Uefa, plagio e richiesta risarcimento: causa in Spagna per l'algoritmo Champions
Presunto plagio e richiesta di risarcimento record. Secondo El Confidencial, il Tribunale Commerciale numero 16 di Madrid si è dichiarato competente a giudicare l'operato della Uefa. Il massimo organismo calcistico continentale è accusato di aver copiato l'algoritmo alla base della nuova Champions League a girone unico. Il tutto a seguito dell'esposto di un matematico e consulente sportivo cileno, Leandro Shara. La tesi di plagio sostiene che il formato applicato dalla Uefa dal 2024 riproduca un sistema sviluppato per anni e protetto come proprietà intellettuale.

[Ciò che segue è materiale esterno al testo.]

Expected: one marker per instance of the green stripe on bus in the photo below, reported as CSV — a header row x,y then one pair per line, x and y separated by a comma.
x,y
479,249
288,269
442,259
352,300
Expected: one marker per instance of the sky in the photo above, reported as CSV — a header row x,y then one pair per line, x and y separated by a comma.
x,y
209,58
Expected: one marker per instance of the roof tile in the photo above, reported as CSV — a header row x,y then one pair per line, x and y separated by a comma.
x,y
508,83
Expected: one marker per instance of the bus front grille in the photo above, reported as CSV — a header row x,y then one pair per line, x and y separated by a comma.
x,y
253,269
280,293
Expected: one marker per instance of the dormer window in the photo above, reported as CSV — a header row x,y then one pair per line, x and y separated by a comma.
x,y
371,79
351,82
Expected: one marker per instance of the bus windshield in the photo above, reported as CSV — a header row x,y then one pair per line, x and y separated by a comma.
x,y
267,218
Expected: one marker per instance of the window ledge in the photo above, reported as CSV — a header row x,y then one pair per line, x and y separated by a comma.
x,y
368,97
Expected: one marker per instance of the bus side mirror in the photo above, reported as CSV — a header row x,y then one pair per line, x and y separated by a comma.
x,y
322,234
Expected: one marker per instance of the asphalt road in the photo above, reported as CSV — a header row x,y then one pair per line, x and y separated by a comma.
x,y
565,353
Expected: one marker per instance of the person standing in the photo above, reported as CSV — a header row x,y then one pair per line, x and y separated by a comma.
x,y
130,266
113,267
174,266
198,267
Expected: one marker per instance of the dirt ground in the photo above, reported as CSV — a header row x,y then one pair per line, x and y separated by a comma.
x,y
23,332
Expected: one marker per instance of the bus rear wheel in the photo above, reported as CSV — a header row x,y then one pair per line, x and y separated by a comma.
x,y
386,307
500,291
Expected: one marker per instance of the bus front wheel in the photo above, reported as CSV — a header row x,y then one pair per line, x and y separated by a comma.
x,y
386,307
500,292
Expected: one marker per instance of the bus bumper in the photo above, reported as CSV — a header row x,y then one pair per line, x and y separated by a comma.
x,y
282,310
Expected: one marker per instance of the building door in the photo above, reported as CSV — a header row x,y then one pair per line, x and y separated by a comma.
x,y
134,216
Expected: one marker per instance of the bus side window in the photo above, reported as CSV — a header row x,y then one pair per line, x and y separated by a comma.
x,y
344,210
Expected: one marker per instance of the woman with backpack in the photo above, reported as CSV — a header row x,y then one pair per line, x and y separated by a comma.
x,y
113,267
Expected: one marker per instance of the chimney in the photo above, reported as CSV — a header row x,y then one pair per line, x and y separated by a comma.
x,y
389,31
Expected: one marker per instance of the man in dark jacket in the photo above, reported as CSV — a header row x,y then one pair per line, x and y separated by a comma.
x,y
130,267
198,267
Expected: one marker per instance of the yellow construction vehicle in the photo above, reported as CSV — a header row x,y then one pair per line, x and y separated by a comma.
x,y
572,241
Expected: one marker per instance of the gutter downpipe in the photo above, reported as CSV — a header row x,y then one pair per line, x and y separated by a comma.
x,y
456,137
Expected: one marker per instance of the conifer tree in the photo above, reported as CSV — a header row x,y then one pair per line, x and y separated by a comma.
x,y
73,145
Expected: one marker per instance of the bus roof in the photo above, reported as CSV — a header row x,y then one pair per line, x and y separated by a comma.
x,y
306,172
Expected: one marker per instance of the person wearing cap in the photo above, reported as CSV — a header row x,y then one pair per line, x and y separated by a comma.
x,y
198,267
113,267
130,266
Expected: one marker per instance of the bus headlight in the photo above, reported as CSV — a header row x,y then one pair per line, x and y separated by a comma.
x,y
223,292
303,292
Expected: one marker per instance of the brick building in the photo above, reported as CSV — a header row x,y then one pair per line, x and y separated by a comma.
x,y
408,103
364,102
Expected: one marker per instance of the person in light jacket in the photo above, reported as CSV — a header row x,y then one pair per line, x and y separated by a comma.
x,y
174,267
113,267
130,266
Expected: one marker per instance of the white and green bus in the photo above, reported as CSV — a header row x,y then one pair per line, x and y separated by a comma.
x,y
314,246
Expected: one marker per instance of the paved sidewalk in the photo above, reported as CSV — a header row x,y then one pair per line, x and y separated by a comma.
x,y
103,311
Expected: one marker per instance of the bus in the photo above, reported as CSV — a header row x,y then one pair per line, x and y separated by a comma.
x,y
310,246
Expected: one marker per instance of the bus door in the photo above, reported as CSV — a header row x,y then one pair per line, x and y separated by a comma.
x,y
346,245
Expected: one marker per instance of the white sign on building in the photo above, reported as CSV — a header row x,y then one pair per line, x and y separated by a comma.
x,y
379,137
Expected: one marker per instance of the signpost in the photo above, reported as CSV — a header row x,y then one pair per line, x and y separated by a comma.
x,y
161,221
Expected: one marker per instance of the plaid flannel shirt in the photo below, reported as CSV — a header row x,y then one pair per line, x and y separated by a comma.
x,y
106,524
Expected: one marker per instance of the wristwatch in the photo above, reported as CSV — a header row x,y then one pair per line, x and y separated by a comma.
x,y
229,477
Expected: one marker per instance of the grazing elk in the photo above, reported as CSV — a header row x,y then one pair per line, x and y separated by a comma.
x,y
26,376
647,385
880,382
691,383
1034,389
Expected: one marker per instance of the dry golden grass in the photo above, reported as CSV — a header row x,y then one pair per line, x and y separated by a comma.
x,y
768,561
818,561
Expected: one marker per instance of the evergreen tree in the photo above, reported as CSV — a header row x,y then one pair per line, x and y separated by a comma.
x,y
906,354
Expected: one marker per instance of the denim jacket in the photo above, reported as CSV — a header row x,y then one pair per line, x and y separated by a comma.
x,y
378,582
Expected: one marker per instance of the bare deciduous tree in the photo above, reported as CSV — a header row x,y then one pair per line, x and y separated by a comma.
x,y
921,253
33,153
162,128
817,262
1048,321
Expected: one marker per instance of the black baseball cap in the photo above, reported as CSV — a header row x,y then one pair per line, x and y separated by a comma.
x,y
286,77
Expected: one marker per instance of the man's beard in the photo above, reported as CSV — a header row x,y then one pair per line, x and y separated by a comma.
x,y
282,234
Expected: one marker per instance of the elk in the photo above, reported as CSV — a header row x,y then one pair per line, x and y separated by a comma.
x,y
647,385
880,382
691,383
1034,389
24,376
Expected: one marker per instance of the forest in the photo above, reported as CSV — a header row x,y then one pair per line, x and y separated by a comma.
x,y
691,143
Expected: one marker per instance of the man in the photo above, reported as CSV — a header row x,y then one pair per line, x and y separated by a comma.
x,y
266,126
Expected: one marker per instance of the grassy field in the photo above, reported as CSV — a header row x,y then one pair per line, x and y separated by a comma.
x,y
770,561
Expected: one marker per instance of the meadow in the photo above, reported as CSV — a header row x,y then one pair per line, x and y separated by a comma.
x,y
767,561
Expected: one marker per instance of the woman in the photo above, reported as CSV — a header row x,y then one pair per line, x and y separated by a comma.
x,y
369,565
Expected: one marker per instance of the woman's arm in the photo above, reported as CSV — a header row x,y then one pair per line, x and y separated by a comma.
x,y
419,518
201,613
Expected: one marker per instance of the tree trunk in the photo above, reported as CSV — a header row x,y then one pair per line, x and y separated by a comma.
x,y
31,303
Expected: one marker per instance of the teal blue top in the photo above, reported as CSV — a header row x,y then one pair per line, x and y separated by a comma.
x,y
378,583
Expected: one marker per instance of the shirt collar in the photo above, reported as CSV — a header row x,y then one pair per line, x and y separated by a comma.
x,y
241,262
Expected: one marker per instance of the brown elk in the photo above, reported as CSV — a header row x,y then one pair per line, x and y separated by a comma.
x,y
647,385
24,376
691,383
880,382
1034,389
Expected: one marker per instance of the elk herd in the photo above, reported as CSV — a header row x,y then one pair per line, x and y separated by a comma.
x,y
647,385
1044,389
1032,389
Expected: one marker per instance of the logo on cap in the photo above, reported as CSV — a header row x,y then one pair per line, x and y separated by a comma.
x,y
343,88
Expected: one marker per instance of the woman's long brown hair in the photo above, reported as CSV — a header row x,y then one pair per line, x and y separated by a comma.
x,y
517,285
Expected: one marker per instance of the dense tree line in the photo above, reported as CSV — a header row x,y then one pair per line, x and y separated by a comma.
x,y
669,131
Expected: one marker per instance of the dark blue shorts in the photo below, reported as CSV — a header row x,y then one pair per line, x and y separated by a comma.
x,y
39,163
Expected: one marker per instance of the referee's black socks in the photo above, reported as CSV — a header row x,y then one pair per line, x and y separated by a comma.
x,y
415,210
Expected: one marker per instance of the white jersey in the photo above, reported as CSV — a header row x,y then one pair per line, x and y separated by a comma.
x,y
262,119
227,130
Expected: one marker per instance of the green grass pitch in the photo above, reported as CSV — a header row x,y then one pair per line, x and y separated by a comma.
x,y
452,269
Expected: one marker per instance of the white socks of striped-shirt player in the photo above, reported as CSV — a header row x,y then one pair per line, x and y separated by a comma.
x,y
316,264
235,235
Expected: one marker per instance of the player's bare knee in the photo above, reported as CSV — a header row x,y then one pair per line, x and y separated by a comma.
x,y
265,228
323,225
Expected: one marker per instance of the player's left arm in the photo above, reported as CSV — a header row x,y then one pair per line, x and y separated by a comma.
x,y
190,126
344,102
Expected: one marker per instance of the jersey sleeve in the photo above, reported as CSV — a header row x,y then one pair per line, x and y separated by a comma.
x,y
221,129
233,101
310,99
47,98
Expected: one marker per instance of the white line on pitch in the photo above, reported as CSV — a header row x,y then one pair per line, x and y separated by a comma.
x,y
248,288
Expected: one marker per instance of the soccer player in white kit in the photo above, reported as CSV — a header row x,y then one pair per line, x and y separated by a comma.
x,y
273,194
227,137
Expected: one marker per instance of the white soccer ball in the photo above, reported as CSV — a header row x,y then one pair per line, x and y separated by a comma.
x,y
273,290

L'ORDINANZA – Il Tribunale 16 di Madrid stabilirà i confini entro i quali si svolgerà la battaglia legale, ma non emetterà nessuna sentenza di plagio o meno nei confronti della Uefa. "Le azioni dichiarative, di risarcimento e di arricchimento ingiusto in materia di proprietà intellettuale e concorrenza sleale promosse dalla parte attrice, resteranno strettamente limitate ai diritti e alle violazioni che causano danni in Spagna – si legge sull'ordinanza datata 23 marzo – Per le azioni di cessazione e rimozione di portata transfrontaliera, per il loro carattere indivisibile, questo organo non ha competenza giurisdizionale internazionale, dovendo la parte attrice proporle davanti ai tribunali del domicilio del convenuto. La competenza giurisdizionale internazionale deve ritenersi ben fondata, anche se solo per gli atti di sfruttamento prodotti in Spagna".